If cyber-world ‘irreversibly’ exists in current and future realities in which there are no possibilities to be a Luddite, then it is critical to study what ‘cyber’ is serving and as to whether or not cyber-world (currently online) is different from real-world (currently offline)! Whatever the answer to this question, there are many academic arguments suggesting that cyber-world has remained virtually indistinguishable from real-world; we signify them to represent ourselves and we are represented by them indistinctly! Whenever someone is in real-world, s/he is also in cyber-world this means that we can be offline and online at the same time because everyone is affected by both online and offline events as “…history matters for understanding why information systems function in the way they do…” (Campbell-Kelly & Garcia-Swartz, 2013, p. 18). In this sense, internet governance is for the purpose of illuminating its orchestrating mechanisms in which the advance and request of mutual norms and values (e.g. instructions, decision-making procedures, and platforms) cherish and preserve the advancement and usage of the Internet. Nonetheless, it does not mean that norms and values of real-world must apply to cyber-world (Wall, 2007). Unarguably, cyber-world is interdependent and interlinked with real-world; both worlds have similar social issues within respectable and/or disreputable matters. Arguably, technology governs human existence towards increasingly unknown futures. For instance, being an individual as a free and responsible agent with irresponsible technology is to be in the age of singularity.

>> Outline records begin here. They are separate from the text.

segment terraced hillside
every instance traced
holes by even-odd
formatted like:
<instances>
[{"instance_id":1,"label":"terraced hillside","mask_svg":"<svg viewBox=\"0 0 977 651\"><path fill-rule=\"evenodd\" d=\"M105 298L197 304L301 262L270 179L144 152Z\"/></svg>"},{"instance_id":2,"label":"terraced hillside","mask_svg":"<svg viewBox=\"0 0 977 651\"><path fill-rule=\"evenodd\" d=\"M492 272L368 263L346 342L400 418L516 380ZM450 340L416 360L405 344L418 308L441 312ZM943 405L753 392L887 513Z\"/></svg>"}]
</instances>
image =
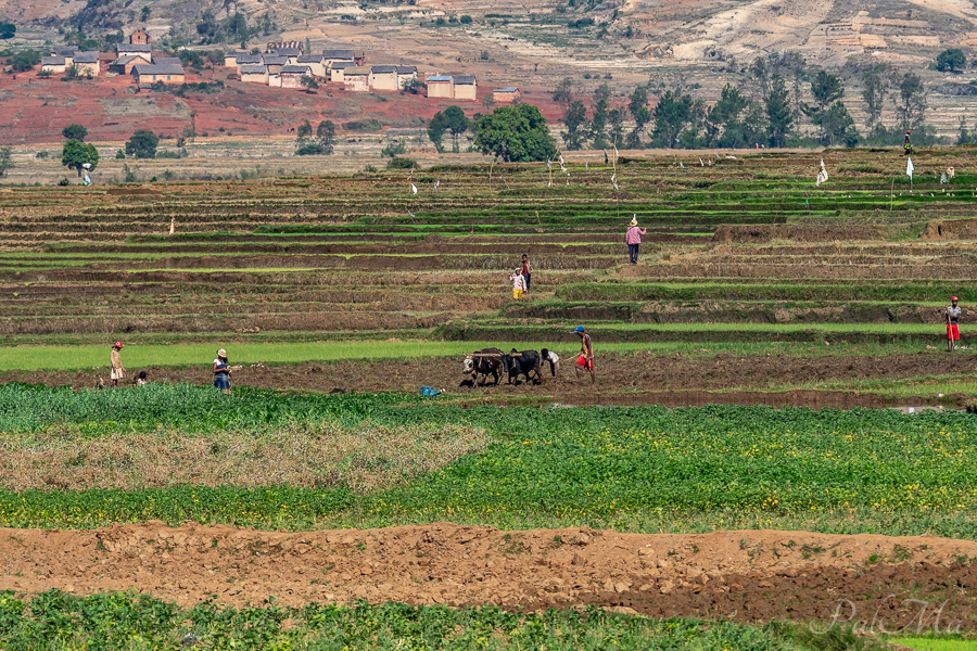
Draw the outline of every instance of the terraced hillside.
<instances>
[{"instance_id":1,"label":"terraced hillside","mask_svg":"<svg viewBox=\"0 0 977 651\"><path fill-rule=\"evenodd\" d=\"M822 156L830 179L815 187ZM918 152L912 183L896 153L858 150L708 161L625 155L608 165L570 161L566 171L493 164L8 189L0 194L0 296L9 309L0 333L7 345L394 337L549 343L569 355L576 345L569 327L585 323L605 353L678 352L722 366L716 353L854 348L878 362L840 373L847 381L899 380L934 367L965 374L974 366L966 355L918 372L913 365L892 371L900 365L886 360L892 352L937 358L940 308L951 294L964 307L977 299L973 156ZM941 183L949 167L955 178ZM636 266L625 264L623 244L632 216L648 229ZM507 275L522 254L533 285L516 302ZM332 358L309 355L309 362ZM12 368L25 368L11 358ZM271 352L267 359L282 358ZM448 385L456 368L445 362L433 376ZM605 375L612 385L629 373L616 368ZM719 385L702 375L685 387L804 384L773 370L746 383L716 373ZM326 375L299 382L358 385ZM370 388L423 379L369 375L377 378ZM649 378L639 388L683 382L669 376L675 380Z\"/></svg>"}]
</instances>

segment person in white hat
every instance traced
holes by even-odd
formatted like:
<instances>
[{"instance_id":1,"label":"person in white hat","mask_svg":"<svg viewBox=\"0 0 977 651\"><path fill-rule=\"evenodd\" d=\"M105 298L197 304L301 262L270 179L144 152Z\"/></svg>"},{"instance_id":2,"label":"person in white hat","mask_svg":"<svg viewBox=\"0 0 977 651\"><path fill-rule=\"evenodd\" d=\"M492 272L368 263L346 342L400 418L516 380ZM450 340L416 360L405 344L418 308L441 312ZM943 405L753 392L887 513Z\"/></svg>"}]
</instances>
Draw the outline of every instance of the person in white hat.
<instances>
[{"instance_id":1,"label":"person in white hat","mask_svg":"<svg viewBox=\"0 0 977 651\"><path fill-rule=\"evenodd\" d=\"M230 395L230 370L227 367L227 350L217 350L217 359L214 360L214 386L221 393Z\"/></svg>"},{"instance_id":2,"label":"person in white hat","mask_svg":"<svg viewBox=\"0 0 977 651\"><path fill-rule=\"evenodd\" d=\"M627 242L627 255L631 256L631 264L637 265L638 247L642 245L642 235L648 234L648 231L637 227L637 216L631 220L627 227L627 233L624 241Z\"/></svg>"}]
</instances>

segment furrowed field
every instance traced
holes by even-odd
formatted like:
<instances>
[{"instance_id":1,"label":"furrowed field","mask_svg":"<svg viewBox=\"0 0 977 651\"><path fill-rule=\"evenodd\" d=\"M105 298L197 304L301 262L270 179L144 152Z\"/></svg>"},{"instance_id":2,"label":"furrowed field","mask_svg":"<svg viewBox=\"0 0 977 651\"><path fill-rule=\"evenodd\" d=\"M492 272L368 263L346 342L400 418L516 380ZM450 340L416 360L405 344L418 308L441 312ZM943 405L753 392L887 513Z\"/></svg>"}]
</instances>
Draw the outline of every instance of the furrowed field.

Racism is one of the oldest, most oppressive and disturbing issues, along with other extreme forms of techno-social communications. Nevertheless, the internet has already led to the opportunity for cyber-racism to occur ever more surreptitiously and aggressively. Therefore, introduction of new technology can bring conventional issues to a new environment. Knowledge, in that sense, is not only a new ‘panacea’ but also new ‘disease’ (Williams, 1999). It would be compared as ‘like-with-like’: conventional-social issue points to essence of social-issue, whereas techno-social interactional issue points to a context -online context- in which conventional (or unconventional) social-issue could take place. This study commences by unravelling the abstractions of conventional-racism and cyber-racism, not because the concept of cyber-racism has become motivating to study hate, but because it is profoundly challenging to study real and cyber word. This study thereby introduces global stakeholders’ approaches and countermeasures, in particular the EU, the USA, and their regulated and non-regulated practices to combat cyber-racism. This study shall then bring forward informative argumentations on how the global stakeholders’ perspective on cyber-racism can be scrutinised by focusing on both values of being human (individualism) and a reconciled global-society (cosmopolitanism) towards contemporary debates in the sociology of education and technology. The critical enquiries are whether or not scope and nature of cyber-world are supposed to be as safe and protected as real-world, or whether cyber-world is needed to be approached in the same way and scope as real-world? In this conceptual thinking, even though hate-mongers are using technology to spread their hate anonymously and/or pseudonymously, targeting their various targets (see International Network against Cyber Hate (INACH) Annual Reports); what is the acceptable action for us to take in the subject of internet governance? The inquiry into that question is the subject of this paper.